We will run the following Docker command to start the Postgres Database
docker run --name vo_db -p 5455:5432 -e POSTGRES_USER=vo -e POSTGRES_PASSWORD=vo123 -e POSTGRES_DB=vo_db -d postgres
employee.sql
CREATE TABLE employee (
employee_id SERIAL PRIMARY KEY,
first_name VARCHAR(255) NOT NULL,
last_name VARCHAR(255) NOT NULL,
email VARCHAR(255) UNIQUE NOT NULL,
phone_number VARCHAR(20),
hire_date DATE NOT NULL,
job_title VARCHAR(255) NOT NULL,
salary NUMERIC(10, 2) NOT NULL,
gender VARCHAR(10),
department varchar(32)
);
Random generation of 100 employees script can be executed as below
DO
$$
DECLARE
i INT;
first_names TEXT[] := ARRAY['John', 'Jane', 'Alex', 'Chris', 'Pat', 'Taylor', 'Jordan', 'Morgan', 'Casey', 'Drew'];
last_names TEXT[] := ARRAY['Smith', 'Johnson', 'Williams', 'Jones', 'Brown', 'Davis', 'Miller', 'Wilson', 'Moore', 'Taylor'];
job_titles TEXT[] := ARRAY['Manager', 'Developer', 'Analyst', 'Engineer', 'Specialist', 'Coordinator', 'Consultant', 'Administrator', 'Director', 'Executive'];
departments TEXT[] := ARRAY['HR', 'Finance', 'Admin', 'Sales', 'IT', 'Marketing'];
gender_options TEXT[] := ARRAY['Male', 'Female'];
start_date DATE := '2023-01-01';
end_date DATE := '2024-05-17';
BEGIN
FOR i IN 1..100 LOOP
INSERT INTO employee (first_name, last_name, email, phone_number, hire_date, job_title, salary, gender, department)
VALUES (
first_names[(i % array_length(first_names, 1)) + 1],
last_names[(i % array_length(last_names, 1)) + 1],
lower(first_names[(i % array_length(first_names, 1)) + 1] || '.' || last_names[(i % array_length(last_names, 1)) + 1] || i || '@company.com'),
'555-010' || lpad((i % 10)::text, 2, '0'),
start_date + (random() * (end_date - start_date))::int,
job_titles[(i % array_length(job_titles, 1)) + 1],
round((random() * 50000 + 50000)::numeric, 2),
gender_options[(i % array_length(gender_options, 1)) + 1],
departments[(i % array_length(departments, 1)) + 1]
);
END LOOP;
END
$$;
Now that the database, table, and associated table are in place we can use PandasAI to talk with our database
First, we set up the Connector below
emp_postgres_connector = PostgreSQLConnector(
config={
"host": "localhost",
"port": 5455,
"database": "vo_db",
"username": "vo",
"password": "vo123",
"table": "employee"
}
)
Setup Smart Data Frame backed by Postgres Connector and LLM
df = SmartDataframe(emp_postgres_connector, config={"llm": ollama_llm})

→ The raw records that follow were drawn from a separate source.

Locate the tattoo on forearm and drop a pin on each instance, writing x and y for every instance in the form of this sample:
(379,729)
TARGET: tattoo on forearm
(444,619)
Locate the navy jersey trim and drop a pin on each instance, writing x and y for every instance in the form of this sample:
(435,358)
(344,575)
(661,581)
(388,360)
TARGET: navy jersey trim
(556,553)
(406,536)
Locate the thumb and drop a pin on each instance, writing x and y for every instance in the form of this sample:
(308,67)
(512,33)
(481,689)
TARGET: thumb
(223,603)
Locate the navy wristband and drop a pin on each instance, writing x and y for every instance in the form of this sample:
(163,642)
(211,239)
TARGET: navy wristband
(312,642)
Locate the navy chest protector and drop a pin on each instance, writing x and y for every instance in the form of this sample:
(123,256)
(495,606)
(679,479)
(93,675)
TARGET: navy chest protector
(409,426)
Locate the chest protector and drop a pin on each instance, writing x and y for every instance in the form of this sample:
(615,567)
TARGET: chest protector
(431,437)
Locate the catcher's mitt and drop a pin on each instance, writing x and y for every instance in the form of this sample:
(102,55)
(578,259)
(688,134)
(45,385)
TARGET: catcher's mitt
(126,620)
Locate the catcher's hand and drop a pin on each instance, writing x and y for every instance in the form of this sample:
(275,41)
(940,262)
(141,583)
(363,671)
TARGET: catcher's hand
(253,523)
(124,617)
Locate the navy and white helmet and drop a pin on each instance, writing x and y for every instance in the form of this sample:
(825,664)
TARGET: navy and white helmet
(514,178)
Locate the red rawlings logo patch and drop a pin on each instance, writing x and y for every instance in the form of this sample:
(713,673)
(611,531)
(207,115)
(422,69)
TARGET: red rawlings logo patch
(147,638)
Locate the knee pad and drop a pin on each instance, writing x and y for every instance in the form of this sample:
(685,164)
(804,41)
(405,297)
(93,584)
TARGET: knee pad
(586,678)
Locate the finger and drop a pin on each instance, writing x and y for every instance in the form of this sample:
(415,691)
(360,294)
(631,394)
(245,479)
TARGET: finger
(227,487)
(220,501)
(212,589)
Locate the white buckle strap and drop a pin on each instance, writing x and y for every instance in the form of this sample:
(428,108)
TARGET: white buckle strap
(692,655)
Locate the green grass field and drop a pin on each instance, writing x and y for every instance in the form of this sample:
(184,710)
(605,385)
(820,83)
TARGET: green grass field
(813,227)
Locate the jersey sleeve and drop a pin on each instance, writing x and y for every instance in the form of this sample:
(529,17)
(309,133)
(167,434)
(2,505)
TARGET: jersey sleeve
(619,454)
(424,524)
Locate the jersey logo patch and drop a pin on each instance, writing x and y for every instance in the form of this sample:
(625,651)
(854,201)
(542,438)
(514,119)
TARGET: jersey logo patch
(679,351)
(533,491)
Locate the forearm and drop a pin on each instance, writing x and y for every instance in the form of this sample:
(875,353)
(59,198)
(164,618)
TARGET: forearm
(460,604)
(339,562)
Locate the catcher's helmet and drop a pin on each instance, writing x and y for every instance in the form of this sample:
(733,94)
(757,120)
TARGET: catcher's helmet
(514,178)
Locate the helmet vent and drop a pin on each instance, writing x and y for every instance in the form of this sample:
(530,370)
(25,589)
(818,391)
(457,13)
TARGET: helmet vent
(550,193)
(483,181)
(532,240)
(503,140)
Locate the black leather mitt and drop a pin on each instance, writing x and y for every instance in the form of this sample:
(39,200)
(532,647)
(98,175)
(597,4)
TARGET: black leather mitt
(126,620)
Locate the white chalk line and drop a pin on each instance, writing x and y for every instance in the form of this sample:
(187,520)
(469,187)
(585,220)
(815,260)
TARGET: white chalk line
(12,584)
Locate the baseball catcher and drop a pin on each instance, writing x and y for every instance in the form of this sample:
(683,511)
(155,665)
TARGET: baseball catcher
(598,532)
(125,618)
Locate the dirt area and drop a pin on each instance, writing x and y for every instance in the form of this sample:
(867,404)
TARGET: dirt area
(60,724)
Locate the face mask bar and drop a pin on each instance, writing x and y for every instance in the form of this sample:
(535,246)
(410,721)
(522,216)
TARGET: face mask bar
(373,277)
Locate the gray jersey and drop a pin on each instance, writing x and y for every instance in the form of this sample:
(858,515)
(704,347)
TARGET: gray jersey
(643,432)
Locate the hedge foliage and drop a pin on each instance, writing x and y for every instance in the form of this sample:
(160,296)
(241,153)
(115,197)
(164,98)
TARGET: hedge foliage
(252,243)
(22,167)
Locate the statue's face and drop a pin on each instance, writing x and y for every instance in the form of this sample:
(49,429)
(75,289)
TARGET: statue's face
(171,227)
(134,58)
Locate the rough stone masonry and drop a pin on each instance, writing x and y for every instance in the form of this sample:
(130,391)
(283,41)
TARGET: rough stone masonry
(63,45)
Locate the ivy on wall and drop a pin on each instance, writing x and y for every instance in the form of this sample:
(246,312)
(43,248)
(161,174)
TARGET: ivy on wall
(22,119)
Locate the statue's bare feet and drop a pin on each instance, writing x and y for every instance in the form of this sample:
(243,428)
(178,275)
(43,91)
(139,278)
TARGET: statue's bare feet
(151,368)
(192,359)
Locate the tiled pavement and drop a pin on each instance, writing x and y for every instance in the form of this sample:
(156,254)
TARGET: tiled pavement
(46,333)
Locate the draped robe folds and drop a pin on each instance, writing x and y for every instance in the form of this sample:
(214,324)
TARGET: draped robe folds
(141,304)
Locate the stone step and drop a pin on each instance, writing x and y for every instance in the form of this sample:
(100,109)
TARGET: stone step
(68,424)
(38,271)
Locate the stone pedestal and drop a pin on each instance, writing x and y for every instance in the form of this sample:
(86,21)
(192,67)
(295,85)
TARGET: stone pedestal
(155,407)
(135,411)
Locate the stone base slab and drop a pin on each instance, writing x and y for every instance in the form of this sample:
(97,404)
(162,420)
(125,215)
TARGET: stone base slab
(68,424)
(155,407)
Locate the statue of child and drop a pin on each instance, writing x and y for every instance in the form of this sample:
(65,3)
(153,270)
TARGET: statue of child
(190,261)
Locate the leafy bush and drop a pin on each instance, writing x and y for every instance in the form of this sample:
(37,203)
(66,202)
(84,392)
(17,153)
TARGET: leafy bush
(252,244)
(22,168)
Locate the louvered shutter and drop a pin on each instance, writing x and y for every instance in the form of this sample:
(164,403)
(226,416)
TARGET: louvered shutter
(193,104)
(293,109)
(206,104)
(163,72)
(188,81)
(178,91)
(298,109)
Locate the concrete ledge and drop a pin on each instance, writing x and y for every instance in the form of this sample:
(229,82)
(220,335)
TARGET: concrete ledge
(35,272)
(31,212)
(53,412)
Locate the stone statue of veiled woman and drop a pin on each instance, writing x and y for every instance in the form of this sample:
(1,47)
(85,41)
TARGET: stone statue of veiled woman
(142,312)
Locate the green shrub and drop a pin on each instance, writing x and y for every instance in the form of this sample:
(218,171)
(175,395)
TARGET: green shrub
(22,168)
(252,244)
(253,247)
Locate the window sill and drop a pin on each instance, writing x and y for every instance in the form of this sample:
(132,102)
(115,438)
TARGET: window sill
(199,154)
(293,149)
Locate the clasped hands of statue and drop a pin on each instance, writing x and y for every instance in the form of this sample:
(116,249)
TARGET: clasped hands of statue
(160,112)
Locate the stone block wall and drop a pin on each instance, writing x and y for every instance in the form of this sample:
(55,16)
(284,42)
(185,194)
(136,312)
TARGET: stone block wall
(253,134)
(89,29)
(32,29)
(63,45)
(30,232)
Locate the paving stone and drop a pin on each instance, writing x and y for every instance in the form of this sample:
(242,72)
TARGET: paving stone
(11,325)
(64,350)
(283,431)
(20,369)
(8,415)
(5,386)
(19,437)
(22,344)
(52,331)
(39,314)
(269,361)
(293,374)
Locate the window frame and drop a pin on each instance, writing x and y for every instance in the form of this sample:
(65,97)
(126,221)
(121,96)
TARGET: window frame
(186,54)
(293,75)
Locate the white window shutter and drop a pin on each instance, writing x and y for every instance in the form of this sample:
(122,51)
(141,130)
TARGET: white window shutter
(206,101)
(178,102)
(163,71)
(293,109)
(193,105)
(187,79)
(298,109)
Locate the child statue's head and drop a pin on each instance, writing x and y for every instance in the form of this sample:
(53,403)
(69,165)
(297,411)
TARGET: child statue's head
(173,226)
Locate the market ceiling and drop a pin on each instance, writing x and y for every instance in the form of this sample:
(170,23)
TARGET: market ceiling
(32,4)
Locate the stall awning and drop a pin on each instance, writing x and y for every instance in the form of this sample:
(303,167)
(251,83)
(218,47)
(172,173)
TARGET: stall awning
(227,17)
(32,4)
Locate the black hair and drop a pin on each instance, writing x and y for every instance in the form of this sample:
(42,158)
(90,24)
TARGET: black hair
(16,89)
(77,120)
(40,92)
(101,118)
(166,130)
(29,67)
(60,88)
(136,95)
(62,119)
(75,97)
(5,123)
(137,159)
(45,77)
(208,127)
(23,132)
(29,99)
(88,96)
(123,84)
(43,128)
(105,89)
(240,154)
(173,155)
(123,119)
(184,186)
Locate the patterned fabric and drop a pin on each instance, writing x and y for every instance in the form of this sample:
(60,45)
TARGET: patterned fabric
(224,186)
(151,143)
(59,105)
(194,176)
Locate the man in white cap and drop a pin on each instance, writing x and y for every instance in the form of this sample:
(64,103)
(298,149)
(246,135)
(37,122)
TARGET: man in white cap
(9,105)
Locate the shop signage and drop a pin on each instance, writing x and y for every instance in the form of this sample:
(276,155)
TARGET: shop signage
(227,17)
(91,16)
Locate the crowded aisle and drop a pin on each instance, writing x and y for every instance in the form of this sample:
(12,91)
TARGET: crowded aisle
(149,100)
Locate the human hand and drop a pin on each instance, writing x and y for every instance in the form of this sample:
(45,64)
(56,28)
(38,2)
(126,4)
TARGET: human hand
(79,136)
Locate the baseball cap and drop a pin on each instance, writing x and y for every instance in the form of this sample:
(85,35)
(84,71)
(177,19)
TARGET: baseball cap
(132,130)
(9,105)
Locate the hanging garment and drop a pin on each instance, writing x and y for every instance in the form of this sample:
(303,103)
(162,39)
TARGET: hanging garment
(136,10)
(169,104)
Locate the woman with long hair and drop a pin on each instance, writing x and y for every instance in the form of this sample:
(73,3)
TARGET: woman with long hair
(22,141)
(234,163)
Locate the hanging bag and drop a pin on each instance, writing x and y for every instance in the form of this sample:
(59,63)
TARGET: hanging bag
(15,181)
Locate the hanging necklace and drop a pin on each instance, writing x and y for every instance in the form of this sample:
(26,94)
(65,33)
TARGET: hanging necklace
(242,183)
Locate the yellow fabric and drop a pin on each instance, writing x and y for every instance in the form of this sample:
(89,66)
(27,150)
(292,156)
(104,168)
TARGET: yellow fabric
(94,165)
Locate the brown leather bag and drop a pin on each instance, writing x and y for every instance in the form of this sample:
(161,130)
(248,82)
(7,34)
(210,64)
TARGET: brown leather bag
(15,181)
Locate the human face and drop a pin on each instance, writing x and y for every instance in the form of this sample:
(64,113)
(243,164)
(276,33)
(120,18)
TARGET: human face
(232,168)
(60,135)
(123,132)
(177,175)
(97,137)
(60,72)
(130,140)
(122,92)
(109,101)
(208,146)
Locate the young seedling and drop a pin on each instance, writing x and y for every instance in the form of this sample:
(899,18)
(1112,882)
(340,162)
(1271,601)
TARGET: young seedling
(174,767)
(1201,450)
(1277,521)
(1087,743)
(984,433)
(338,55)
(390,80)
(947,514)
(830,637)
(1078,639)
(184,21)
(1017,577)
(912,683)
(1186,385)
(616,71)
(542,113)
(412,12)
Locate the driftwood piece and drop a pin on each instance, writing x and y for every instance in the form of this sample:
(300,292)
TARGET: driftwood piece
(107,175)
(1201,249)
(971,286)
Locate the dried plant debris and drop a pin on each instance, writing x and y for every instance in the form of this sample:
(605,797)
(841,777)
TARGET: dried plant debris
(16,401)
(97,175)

Now we will chat with our database, and gain insights about it
df.chat('What is the total number of employees?')
df.chat('Show pie chart of employee group by department?')
For the same chat above, we can confirm by executing a database query too
df.chat('Show me employee with highest 5 salaries?')
For the same chat above again, we can confirm by executing a database query too
The above shows we can talk to our database in natural language to get the data we need.